Protein–protein interaction network construction

Gene ontology analysis

We characterized the mTORC2 interactome using DAVID Bioinformatics Resources 6.8 tools91,92 and then annotated the mTORC2-associated gene ontologies by comparing our protein list to the glioma proteome as a background in the enrichment analysis to avoid tissue-specific enriched terms. The background list includes 6359 proteins derived from a combination of all identified proteins from every mass spectrometry experiment that we performed using glioma cell lines (U87MG and H4), including both whole-cell lysate and immunoprecipitated samples. To compare mTORC2 IP under different treatment conditions, we used the background list of 2083 proteins identified from all immunoprecipitated experiments under any treatment conditions to narrow it down to only highly significant GO terms related to the activation or inhibition of the mTORC2 pathway. Every protein in the background list must be found in at least three replicates. After performing the analysis, we reported the most significant candidate GO terms. All selected GO terms must have high confidence passing 5% or 10% FDR. The protein network interactomes were constructed in Cytoscape v3.8.0 software93. The known protein–protein interactions among all candidate RICTOR interacting partners were imported using the GeneMANIA App based on protein colocalization and physical interactions. Redundant edges were removed, and novel edges were highlighted.

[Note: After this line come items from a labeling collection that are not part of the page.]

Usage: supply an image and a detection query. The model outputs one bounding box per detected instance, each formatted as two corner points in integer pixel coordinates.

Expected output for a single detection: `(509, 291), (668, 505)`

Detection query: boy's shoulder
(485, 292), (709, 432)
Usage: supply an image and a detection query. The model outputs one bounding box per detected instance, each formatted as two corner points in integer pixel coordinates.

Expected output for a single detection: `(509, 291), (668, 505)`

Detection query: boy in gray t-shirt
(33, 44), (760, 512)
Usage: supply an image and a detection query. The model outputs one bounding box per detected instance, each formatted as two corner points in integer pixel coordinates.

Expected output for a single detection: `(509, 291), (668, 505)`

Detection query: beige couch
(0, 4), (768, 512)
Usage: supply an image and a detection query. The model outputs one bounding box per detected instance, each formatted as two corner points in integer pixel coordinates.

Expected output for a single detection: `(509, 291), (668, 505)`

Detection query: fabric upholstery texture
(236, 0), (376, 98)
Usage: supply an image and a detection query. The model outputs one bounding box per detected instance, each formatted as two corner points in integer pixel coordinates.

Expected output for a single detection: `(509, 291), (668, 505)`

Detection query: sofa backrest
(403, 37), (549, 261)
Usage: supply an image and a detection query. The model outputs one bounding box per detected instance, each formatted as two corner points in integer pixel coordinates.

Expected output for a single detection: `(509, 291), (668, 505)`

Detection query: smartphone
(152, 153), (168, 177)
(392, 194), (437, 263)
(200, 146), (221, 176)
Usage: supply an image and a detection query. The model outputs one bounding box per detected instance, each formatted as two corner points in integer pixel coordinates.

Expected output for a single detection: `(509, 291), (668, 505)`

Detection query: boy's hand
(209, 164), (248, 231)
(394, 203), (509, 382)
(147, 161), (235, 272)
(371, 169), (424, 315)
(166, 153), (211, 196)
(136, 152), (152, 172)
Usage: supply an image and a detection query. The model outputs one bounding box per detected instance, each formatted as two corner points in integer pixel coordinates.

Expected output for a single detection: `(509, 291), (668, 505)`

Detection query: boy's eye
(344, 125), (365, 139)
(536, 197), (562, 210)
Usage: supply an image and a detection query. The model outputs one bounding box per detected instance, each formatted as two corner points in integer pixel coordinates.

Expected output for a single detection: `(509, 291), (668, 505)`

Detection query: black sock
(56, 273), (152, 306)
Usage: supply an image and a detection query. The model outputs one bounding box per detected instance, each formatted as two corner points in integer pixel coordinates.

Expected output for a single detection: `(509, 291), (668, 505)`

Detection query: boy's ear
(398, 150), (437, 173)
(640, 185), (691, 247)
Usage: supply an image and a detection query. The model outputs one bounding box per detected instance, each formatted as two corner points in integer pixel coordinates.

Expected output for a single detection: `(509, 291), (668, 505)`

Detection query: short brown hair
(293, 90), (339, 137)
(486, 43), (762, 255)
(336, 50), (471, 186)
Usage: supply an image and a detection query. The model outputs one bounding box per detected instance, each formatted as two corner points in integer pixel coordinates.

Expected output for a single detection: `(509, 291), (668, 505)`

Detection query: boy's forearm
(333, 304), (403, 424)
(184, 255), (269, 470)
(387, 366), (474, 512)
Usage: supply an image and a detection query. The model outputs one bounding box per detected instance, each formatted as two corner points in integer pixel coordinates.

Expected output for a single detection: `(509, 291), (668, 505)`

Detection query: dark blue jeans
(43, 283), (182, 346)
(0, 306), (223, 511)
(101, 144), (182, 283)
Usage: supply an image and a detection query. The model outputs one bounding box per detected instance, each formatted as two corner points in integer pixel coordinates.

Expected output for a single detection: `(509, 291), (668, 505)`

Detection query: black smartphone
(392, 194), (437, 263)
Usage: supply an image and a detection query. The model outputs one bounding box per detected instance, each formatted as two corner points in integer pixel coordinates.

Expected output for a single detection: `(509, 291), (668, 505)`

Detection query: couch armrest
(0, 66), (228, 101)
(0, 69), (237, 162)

Quantification and statistical analysis

The data represented in the graphs are the mean ± SD. The number of experiments (n) shown in the figure legends refers to biological replicates or experimental replicates, depending on the appropriateness. All statistical analyses were performed using GraphPad Prism 9. The significance of all statistical analyses was considered significant when passing the 95% confidence level (* p < 0.05, ** p < 0.01, *** p < 0.001, **** p < 0.0001). The unpaired two-tailed Student’s t-test was used when comparing two independent groups. Two-way ANOVA and ordinary one-way ANOVA with Tukey’s multiple comparisons test were used to compare multiple groups with single or multiple parameters. For gene ontology, the false discovery rate (FDR), p-values, and fold enrichment values were calculated by DAVID Bioinformatics Resources 6.8 tools91,92.